Casey Georgeson, Saint Jane

"This past year has been the ultimate test for our small, indie brand. We took this time to lean into our ability to be agile. We quickly pivoted and focused on our own site and building incredibly rewarding relationships with our amazing community along the way! We've truly loved getting to know our clients on a deeper level throughout the past year, especially through the one-on-one skin consultations I do every Friday.

We've launched products focused on self-care and immunity like our superbrightening Vitamin C Drops and our dark-circle-fighting Eye Cream. And we've taken this time to really listen to our clients' desires for new products and launches."
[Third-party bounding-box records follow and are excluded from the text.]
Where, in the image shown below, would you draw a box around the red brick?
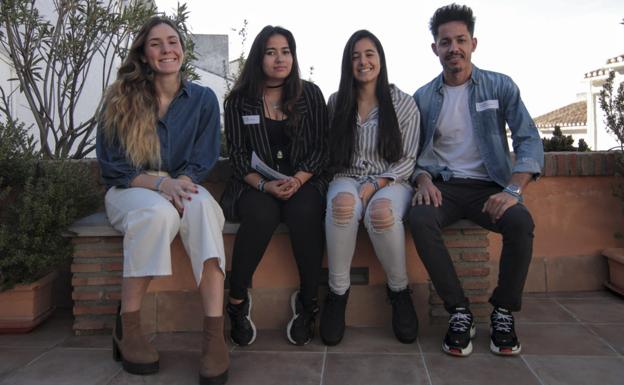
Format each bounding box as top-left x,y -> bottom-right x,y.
71,263 -> 102,273
73,316 -> 115,334
461,251 -> 490,262
457,267 -> 490,277
72,275 -> 121,287
74,305 -> 117,316
543,153 -> 557,176
74,246 -> 123,258
72,291 -> 121,301
444,237 -> 490,248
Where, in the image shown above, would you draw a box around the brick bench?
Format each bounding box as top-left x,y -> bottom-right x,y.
69,213 -> 490,334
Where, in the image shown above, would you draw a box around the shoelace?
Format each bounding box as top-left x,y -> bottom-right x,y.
492,309 -> 513,333
449,313 -> 472,333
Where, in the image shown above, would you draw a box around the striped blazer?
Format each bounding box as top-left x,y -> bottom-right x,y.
221,80 -> 328,221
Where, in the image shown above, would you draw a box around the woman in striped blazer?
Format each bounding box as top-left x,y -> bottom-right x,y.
320,30 -> 419,345
222,26 -> 327,346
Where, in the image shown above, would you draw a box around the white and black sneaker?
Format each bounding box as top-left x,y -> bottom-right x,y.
286,291 -> 319,346
225,294 -> 256,346
490,307 -> 522,356
442,307 -> 476,357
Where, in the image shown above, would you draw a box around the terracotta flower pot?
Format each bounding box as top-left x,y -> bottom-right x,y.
602,248 -> 624,296
0,272 -> 57,333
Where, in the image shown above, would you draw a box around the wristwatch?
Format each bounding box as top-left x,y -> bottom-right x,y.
503,183 -> 522,202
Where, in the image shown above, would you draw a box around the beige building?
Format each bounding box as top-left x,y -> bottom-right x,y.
534,54 -> 624,151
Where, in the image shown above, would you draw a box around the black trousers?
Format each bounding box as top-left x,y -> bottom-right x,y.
409,178 -> 535,311
230,183 -> 325,306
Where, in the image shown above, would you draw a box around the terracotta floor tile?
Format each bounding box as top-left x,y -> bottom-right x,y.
425,353 -> 540,385
228,330 -> 325,352
516,324 -> 616,356
524,355 -> 624,385
327,327 -> 420,354
323,353 -> 429,385
0,348 -> 121,385
557,299 -> 624,323
228,351 -> 323,385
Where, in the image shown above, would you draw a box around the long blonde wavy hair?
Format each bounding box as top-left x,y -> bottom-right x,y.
102,16 -> 185,170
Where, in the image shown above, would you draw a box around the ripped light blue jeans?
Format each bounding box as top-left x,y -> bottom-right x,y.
325,177 -> 412,295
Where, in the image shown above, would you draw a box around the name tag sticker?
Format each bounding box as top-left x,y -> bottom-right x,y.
243,115 -> 260,124
477,100 -> 498,112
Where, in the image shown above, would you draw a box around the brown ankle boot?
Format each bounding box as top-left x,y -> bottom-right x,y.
199,316 -> 230,385
113,311 -> 158,374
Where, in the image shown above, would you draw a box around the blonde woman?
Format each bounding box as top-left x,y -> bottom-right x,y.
97,17 -> 229,384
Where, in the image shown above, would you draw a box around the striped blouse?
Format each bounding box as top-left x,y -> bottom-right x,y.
327,85 -> 420,181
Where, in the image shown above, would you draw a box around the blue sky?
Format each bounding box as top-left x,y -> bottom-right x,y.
156,0 -> 624,116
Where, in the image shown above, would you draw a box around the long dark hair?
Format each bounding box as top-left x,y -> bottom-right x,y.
225,25 -> 303,125
329,29 -> 403,172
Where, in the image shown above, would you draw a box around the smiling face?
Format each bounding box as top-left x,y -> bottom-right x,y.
262,35 -> 293,86
142,24 -> 184,76
431,21 -> 477,84
351,38 -> 381,85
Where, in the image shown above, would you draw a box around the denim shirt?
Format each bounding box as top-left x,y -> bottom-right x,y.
414,65 -> 544,186
96,82 -> 220,187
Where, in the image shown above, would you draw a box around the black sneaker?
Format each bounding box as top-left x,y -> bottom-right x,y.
442,307 -> 476,357
386,286 -> 418,344
226,294 -> 256,346
490,307 -> 522,356
286,291 -> 318,346
320,289 -> 349,346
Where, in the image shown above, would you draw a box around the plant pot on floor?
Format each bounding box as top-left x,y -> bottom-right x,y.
0,271 -> 57,333
602,248 -> 624,296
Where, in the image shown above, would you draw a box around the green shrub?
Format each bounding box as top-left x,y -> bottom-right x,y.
0,118 -> 99,291
542,126 -> 590,152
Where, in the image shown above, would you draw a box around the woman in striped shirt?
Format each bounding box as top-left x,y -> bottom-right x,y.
222,26 -> 327,346
320,30 -> 419,345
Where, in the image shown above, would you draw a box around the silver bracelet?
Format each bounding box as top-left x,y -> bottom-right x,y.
256,178 -> 266,192
154,176 -> 167,192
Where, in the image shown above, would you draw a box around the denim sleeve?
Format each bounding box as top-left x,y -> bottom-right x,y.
172,89 -> 221,183
95,122 -> 143,188
503,79 -> 544,178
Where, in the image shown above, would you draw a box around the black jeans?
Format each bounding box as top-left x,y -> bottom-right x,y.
230,183 -> 325,306
409,178 -> 535,311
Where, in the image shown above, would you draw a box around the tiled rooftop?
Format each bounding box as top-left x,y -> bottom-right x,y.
534,101 -> 587,128
0,291 -> 624,385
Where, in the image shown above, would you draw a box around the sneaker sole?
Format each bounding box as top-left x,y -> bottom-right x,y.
442,323 -> 477,357
490,340 -> 522,356
286,291 -> 312,346
230,293 -> 257,346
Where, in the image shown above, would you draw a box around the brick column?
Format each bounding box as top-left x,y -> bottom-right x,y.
429,220 -> 491,323
71,236 -> 123,335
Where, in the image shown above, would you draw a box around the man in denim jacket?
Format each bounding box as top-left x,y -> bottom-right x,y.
409,4 -> 544,356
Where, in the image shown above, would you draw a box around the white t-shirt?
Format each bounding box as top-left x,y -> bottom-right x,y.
433,82 -> 490,180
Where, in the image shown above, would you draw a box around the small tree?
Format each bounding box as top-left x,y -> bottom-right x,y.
542,126 -> 589,152
0,0 -> 194,159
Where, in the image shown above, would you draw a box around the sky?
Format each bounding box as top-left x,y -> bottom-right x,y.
155,0 -> 624,117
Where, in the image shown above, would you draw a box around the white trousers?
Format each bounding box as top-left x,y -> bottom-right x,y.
325,177 -> 412,295
105,186 -> 225,285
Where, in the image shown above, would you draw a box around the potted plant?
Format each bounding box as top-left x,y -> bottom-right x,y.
599,69 -> 624,296
0,119 -> 99,332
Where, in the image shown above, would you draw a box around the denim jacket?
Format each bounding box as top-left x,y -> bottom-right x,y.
96,82 -> 220,187
414,65 -> 544,186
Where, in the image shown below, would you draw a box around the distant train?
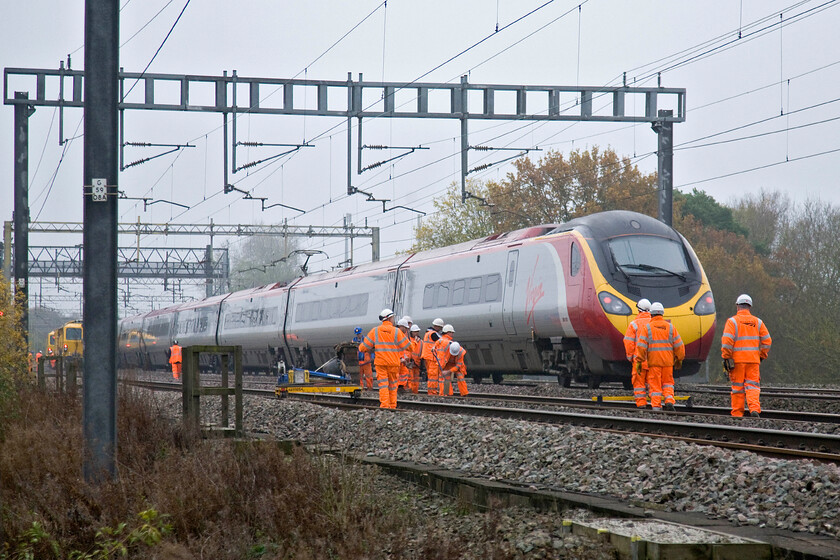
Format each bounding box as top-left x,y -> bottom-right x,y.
119,211 -> 715,387
46,321 -> 85,356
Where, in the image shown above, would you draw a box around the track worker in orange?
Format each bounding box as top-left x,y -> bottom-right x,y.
633,301 -> 685,410
408,325 -> 423,395
624,298 -> 650,408
423,317 -> 444,395
169,340 -> 181,379
432,324 -> 455,397
359,309 -> 410,408
359,352 -> 373,389
397,315 -> 411,393
720,294 -> 773,417
438,340 -> 470,397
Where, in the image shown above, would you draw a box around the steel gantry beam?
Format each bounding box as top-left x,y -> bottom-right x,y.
3,64 -> 686,217
29,246 -> 230,280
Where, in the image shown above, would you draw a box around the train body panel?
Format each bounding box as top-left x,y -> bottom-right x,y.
140,305 -> 180,369
216,284 -> 287,371
116,211 -> 714,380
55,321 -> 85,357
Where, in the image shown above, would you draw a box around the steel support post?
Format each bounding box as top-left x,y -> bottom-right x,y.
652,110 -> 674,226
83,0 -> 119,482
14,91 -> 35,342
3,221 -> 12,282
457,76 -> 470,203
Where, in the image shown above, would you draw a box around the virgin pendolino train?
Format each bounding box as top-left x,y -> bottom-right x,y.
119,211 -> 715,387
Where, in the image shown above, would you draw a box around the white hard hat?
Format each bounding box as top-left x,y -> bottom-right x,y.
735,294 -> 752,307
379,307 -> 394,321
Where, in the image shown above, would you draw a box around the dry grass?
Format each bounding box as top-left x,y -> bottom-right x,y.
0,389 -> 455,559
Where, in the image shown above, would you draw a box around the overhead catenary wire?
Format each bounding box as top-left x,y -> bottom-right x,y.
49,0 -> 836,282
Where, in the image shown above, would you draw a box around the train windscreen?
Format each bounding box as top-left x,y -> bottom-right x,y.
609,235 -> 691,275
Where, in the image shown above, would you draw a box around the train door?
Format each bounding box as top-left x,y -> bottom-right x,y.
564,240 -> 583,328
502,250 -> 519,334
394,270 -> 408,317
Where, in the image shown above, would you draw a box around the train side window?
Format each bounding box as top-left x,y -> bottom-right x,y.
435,282 -> 449,307
423,284 -> 435,309
569,243 -> 580,276
452,280 -> 467,305
484,274 -> 502,301
467,276 -> 482,303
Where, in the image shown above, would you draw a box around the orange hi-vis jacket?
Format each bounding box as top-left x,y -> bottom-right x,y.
438,340 -> 467,377
634,315 -> 685,367
359,352 -> 373,366
720,309 -> 773,364
432,333 -> 452,369
410,337 -> 425,367
359,320 -> 410,367
421,329 -> 440,361
624,311 -> 650,362
169,344 -> 182,364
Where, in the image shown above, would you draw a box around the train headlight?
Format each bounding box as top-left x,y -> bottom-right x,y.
598,292 -> 632,315
694,292 -> 715,315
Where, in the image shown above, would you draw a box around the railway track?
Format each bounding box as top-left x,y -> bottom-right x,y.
681,385 -> 840,401
129,381 -> 840,464
460,393 -> 840,424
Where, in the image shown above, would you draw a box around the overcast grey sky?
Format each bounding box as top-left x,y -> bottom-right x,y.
0,0 -> 840,308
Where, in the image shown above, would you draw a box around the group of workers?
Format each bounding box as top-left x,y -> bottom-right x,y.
624,294 -> 772,417
359,309 -> 469,409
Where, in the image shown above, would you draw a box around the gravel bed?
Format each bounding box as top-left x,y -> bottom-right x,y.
151,395 -> 840,539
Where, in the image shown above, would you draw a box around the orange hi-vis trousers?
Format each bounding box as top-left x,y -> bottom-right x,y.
426,358 -> 440,395
630,364 -> 648,408
359,364 -> 373,389
647,366 -> 677,410
729,363 -> 761,416
376,364 -> 400,408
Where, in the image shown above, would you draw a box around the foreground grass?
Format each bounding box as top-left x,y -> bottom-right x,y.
0,388 -> 450,559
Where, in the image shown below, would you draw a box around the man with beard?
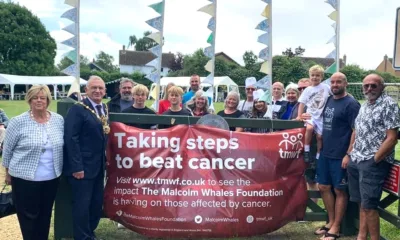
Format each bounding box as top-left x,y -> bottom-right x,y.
347,74 -> 400,240
107,78 -> 136,113
304,72 -> 360,240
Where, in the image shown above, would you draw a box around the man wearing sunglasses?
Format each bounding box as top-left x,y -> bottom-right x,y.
237,77 -> 257,115
347,74 -> 400,240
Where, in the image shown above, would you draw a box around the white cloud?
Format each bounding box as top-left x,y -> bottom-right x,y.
14,0 -> 398,69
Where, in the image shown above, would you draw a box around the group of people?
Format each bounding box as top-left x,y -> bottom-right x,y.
0,66 -> 400,240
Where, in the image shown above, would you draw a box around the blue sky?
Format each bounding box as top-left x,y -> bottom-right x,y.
15,0 -> 400,69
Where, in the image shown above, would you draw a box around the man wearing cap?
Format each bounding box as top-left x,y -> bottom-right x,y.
237,77 -> 257,115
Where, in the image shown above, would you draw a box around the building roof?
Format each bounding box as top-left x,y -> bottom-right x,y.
300,57 -> 346,68
119,50 -> 175,68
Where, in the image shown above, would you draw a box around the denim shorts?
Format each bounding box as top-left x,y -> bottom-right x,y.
347,157 -> 390,209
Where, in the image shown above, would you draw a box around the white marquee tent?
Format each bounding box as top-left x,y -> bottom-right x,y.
0,74 -> 87,99
150,76 -> 239,101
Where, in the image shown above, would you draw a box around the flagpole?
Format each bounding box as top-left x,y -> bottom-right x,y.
155,0 -> 168,112
268,0 -> 272,80
336,0 -> 340,72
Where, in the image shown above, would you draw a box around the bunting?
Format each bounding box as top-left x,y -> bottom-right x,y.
198,0 -> 217,87
256,0 -> 272,103
61,0 -> 81,99
146,0 -> 165,85
325,0 -> 340,74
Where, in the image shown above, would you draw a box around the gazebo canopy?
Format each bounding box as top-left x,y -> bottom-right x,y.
0,74 -> 87,99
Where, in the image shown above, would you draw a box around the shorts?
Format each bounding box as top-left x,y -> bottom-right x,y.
347,157 -> 390,209
306,118 -> 322,135
316,155 -> 348,190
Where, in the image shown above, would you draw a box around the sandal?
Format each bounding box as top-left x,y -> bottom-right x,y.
324,232 -> 340,240
314,226 -> 329,235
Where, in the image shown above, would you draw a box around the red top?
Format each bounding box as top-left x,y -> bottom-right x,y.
158,99 -> 171,114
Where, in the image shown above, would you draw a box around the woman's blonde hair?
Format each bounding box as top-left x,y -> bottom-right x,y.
132,84 -> 149,96
168,86 -> 183,97
186,90 -> 208,112
25,84 -> 51,107
163,83 -> 175,100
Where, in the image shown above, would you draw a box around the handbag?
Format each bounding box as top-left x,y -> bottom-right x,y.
0,185 -> 16,218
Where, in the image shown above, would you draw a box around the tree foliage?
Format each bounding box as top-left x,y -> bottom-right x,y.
94,51 -> 118,73
128,31 -> 157,51
0,1 -> 57,76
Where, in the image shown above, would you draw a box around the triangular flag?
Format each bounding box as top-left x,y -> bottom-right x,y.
261,5 -> 271,19
146,71 -> 160,83
146,16 -> 164,31
260,61 -> 269,74
204,46 -> 214,58
258,33 -> 269,45
146,32 -> 161,45
149,1 -> 164,15
62,23 -> 76,35
146,58 -> 160,68
67,78 -> 81,97
63,49 -> 77,63
61,36 -> 77,48
325,62 -> 337,74
258,47 -> 269,60
64,0 -> 78,7
328,11 -> 337,22
256,19 -> 269,32
255,75 -> 271,89
201,73 -> 214,86
61,63 -> 78,77
207,17 -> 215,31
61,8 -> 78,22
326,35 -> 336,47
149,45 -> 161,57
207,32 -> 214,44
198,3 -> 215,17
204,60 -> 214,72
326,49 -> 336,58
325,0 -> 337,10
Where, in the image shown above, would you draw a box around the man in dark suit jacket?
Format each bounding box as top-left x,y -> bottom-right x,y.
63,76 -> 108,240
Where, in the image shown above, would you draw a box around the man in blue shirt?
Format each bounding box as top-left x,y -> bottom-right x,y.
304,72 -> 360,239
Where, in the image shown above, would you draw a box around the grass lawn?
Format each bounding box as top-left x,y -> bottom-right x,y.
0,100 -> 400,240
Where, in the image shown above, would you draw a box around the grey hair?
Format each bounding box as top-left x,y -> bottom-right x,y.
224,91 -> 240,109
119,78 -> 136,88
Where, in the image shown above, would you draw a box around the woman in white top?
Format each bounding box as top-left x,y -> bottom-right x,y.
3,85 -> 64,240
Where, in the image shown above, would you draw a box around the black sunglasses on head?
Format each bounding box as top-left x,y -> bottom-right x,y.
363,84 -> 378,89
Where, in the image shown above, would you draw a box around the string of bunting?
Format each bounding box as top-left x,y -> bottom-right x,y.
256,0 -> 272,103
325,0 -> 340,74
198,0 -> 217,99
146,0 -> 165,84
61,0 -> 80,96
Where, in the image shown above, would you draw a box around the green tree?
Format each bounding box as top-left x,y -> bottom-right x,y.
57,55 -> 90,71
94,51 -> 118,73
128,31 -> 157,51
243,51 -> 258,69
0,1 -> 57,76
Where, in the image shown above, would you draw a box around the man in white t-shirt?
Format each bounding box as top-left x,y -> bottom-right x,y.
237,77 -> 257,115
296,65 -> 332,162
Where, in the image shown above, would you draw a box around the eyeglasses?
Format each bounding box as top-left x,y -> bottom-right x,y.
363,84 -> 378,90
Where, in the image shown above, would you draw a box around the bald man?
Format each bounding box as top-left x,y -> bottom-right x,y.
347,74 -> 400,240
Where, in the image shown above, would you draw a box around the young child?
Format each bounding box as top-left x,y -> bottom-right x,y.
296,65 -> 331,162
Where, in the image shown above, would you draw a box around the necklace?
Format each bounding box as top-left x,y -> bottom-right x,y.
75,102 -> 110,134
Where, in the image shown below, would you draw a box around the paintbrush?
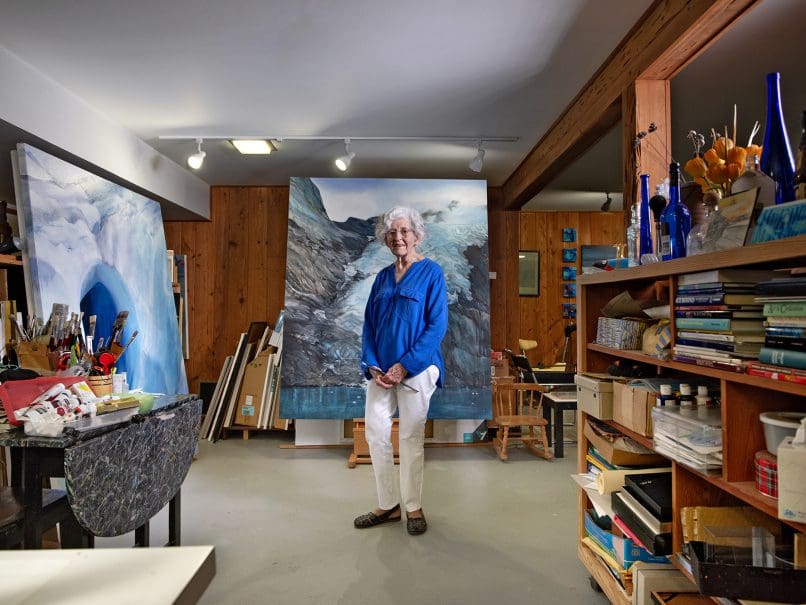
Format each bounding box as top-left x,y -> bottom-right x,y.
116,330 -> 138,359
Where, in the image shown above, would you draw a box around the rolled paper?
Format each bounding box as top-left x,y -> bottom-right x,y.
596,467 -> 672,494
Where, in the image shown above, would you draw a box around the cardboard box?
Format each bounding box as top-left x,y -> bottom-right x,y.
584,422 -> 668,466
778,437 -> 806,523
613,382 -> 657,437
234,349 -> 271,427
574,374 -> 613,420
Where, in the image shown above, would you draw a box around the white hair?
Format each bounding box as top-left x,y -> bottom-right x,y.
375,206 -> 426,242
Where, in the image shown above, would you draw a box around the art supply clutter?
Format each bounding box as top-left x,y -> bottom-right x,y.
12,303 -> 138,378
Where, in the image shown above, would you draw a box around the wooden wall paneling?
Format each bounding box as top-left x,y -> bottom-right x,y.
210,187 -> 241,368
621,80 -> 672,217
504,212 -> 521,351
501,0 -> 760,210
266,187 -> 289,325
487,212 -> 507,351
242,187 -> 274,324
179,221 -> 215,393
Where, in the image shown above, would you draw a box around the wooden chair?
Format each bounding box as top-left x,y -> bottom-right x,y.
493,377 -> 553,461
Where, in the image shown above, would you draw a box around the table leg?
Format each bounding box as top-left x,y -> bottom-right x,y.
21,448 -> 42,549
134,521 -> 149,547
168,488 -> 182,546
553,403 -> 565,458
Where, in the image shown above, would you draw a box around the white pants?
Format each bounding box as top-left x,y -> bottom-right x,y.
365,365 -> 439,512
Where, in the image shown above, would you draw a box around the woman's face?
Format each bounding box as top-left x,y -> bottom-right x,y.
386,218 -> 419,258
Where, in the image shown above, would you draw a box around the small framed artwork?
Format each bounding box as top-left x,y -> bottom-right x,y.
518,250 -> 540,296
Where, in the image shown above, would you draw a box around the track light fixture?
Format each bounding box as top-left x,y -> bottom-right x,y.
230,139 -> 277,155
467,141 -> 484,172
602,191 -> 613,212
159,134 -> 519,172
188,138 -> 207,170
334,139 -> 355,172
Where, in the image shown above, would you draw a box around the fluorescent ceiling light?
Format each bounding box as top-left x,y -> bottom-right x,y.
467,142 -> 484,172
231,139 -> 275,155
334,139 -> 355,172
188,139 -> 207,170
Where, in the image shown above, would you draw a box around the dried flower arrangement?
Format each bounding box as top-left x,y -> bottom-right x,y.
684,105 -> 761,196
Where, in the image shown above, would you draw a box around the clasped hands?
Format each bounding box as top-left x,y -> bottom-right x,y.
369,363 -> 408,389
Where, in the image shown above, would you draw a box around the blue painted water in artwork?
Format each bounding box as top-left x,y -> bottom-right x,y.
280,387 -> 492,420
17,144 -> 187,394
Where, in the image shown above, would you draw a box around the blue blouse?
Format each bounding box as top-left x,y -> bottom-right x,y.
361,258 -> 448,386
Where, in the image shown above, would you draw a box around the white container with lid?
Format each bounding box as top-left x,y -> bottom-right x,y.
760,412 -> 806,456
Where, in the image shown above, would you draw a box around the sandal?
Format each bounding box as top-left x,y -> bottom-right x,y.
406,515 -> 428,536
353,504 -> 400,529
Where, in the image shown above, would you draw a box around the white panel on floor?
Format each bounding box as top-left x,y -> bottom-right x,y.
294,420 -> 353,445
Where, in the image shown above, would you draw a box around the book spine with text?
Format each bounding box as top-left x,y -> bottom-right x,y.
674,317 -> 731,332
764,300 -> 806,317
764,336 -> 806,351
747,365 -> 806,384
758,347 -> 806,370
672,353 -> 745,374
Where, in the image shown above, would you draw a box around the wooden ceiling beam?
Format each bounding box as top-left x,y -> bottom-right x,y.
500,0 -> 761,210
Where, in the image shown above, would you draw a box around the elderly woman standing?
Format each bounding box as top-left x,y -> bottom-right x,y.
354,207 -> 448,535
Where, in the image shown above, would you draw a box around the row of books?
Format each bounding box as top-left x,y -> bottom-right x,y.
673,269 -> 776,372
747,286 -> 806,384
673,269 -> 806,384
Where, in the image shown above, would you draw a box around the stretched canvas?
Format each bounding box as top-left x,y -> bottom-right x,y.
280,178 -> 491,419
17,144 -> 187,394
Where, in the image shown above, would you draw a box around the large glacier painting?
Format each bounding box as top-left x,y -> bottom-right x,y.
280,178 -> 491,419
17,144 -> 188,394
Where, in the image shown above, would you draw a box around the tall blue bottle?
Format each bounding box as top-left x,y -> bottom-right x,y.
638,174 -> 655,258
760,72 -> 795,204
660,162 -> 691,260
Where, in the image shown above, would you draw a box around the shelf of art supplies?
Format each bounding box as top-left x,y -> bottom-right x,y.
577,236 -> 806,603
577,235 -> 806,284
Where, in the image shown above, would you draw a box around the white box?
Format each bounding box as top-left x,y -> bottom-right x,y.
574,374 -> 613,420
778,437 -> 806,523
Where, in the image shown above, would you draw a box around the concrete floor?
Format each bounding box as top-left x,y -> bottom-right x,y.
97,434 -> 607,605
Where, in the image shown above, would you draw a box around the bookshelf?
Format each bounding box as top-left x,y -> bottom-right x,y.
577,236 -> 806,605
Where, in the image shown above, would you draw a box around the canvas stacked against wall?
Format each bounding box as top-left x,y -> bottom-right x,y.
201,311 -> 288,442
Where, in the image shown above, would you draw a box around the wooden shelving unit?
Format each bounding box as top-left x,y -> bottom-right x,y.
577,237 -> 806,603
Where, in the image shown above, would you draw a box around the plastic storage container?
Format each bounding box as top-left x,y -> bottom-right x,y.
652,405 -> 722,473
759,412 -> 806,456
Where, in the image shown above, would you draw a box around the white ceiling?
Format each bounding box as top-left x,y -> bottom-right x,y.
0,0 -> 806,215
0,0 -> 650,204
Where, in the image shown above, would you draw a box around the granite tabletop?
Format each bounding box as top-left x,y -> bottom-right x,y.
0,394 -> 198,448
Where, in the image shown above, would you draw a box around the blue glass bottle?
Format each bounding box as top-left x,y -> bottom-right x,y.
638,174 -> 655,258
660,162 -> 691,260
760,72 -> 795,204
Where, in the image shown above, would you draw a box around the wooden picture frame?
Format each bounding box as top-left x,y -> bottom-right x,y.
518,250 -> 540,296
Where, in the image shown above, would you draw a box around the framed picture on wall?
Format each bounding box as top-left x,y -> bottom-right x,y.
518,250 -> 540,296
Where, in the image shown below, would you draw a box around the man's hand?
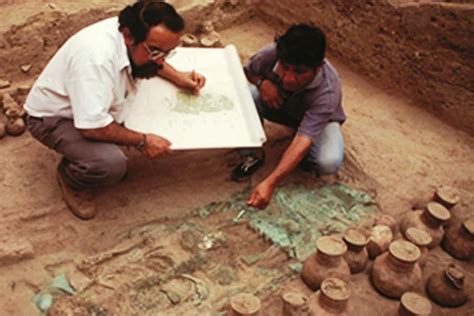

Gwen Jimmere, Naturalicious

"The pandemic was hard on all of us, but especially Black women with textured hair that were used to going to the salon to get their hair done and had constant help to care for their hair. A surge of people went natural happened when we were in lockdown and SO many women were having to learn how to care for their natural hair for the first time. We realized that, while Naturalicious products are amazing, there are so many other brands that also have great products, and the real issue isn't a lack of good products but a lack of education.

While the core of our business will always be our products, we have grown into more of an education-based brand that is focused on community and helping people learn to care for their natural hair. Our Repair Your Hair Challenges exploded during the pandemic, and we will begin offering them monthly to keep up with the demand starting in April and in fact even have some of our graduates from previous challenges teaching the new students!"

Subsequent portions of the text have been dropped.